Westfälische Küche: Äpfel im Schlafrock

Äpfel im Schlafrock

Ein westfälischer Klassiker sind diese „Äpfel im Schlafrock“. Sie sehen sicherlich nicht so raffiniert aus wie andere Rezepte, dennoch haben Sie es „in sich“

Alte Rezepte oder Rezepte die schon „unser Omma“ gemacht hat dürfen nicht aussterben. Dessen sind wir uns bewusst geworden und möchten in unregelmäßigen Abständen „traditionelle“ Rezepte nach kochen und Euch an diesen Rezepten teilhaben lassen. Jeder kennt diese Gerichte, die Linsensuppe bei der Oma die man mit der Gabel essen konnte zum Beispiel oder der Sonntagsbraten der „nur bei Oma“ geschmeckt hat. All diesen Gerichten möchten wir eine Chance geben und Sie im Internet „konservieren“ sozusagen. Damit unsere Großeltern Sie nicht mit ins Grab nehmen so denn Sie uns verlassen müssen.

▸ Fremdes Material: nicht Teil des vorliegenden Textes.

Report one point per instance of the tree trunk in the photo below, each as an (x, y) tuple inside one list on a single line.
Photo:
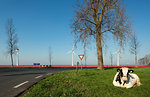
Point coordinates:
[(99, 52), (11, 59)]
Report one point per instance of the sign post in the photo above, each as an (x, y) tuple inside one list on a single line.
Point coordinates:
[(81, 57)]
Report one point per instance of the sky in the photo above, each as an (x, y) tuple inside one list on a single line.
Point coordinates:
[(41, 24)]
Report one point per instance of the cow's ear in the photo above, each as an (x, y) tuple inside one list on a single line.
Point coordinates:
[(118, 70), (131, 71)]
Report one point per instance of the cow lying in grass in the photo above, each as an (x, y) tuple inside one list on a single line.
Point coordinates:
[(125, 78)]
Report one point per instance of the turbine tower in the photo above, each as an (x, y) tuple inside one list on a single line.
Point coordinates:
[(72, 54), (17, 50), (118, 56)]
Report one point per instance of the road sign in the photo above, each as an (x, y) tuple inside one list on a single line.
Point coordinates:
[(81, 57)]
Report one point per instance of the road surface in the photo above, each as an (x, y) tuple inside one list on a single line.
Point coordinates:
[(14, 81)]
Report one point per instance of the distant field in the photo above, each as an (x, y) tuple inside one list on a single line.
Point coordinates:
[(89, 83)]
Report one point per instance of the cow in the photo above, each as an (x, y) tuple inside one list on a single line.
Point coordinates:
[(125, 78)]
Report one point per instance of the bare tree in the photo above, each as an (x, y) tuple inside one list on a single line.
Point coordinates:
[(134, 46), (12, 38), (95, 18)]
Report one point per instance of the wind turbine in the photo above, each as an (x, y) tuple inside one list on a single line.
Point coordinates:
[(72, 51), (17, 50)]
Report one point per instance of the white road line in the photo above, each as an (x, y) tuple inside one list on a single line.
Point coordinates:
[(49, 73), (20, 84), (38, 76)]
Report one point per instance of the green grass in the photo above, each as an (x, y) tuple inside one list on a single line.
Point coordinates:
[(89, 83)]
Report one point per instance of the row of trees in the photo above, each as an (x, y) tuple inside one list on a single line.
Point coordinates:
[(93, 19)]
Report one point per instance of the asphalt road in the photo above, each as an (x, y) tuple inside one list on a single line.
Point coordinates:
[(13, 81)]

Oftmals sind es keine „Augenweiden“ auch sind Sie nicht besonders raffiniert oder anspruchsvoll, aber Sie sind da und wir alle lieben Sie! Die Rede ist von alten Rezepten wie unsere Großeltern oder Eltern Sie einst zubereitet haben. Man verbindet mit gutem Essen und „Hausmannskost“ immer auch ein Stück Heimat. So liegt das Sauerland in Westfalen wo man zum Beispiel Potthucke oder Krümelgrete isst. Auch diese Äpfel im Schlafrock standen bei meiner Oma öfter auf dem Tisch und wurden entweder pur, mit „brauner Butter“ oder Vanillesoße serviert. Es sind diese ganz einfachen Rezepte die mir die Erinnerungen an „früher“ ins Gedächtnis rufen.  So verknüpfe ich dieses Gericht automatisch mit Herbst als es genügend Äpfel gab, die die nicht zu Saft verarbeitet wurden wanderten in den Keller neben die Kartoffelkiste und hin und wieder gab es Sonntags dann auch Äpfel im Schlafrock!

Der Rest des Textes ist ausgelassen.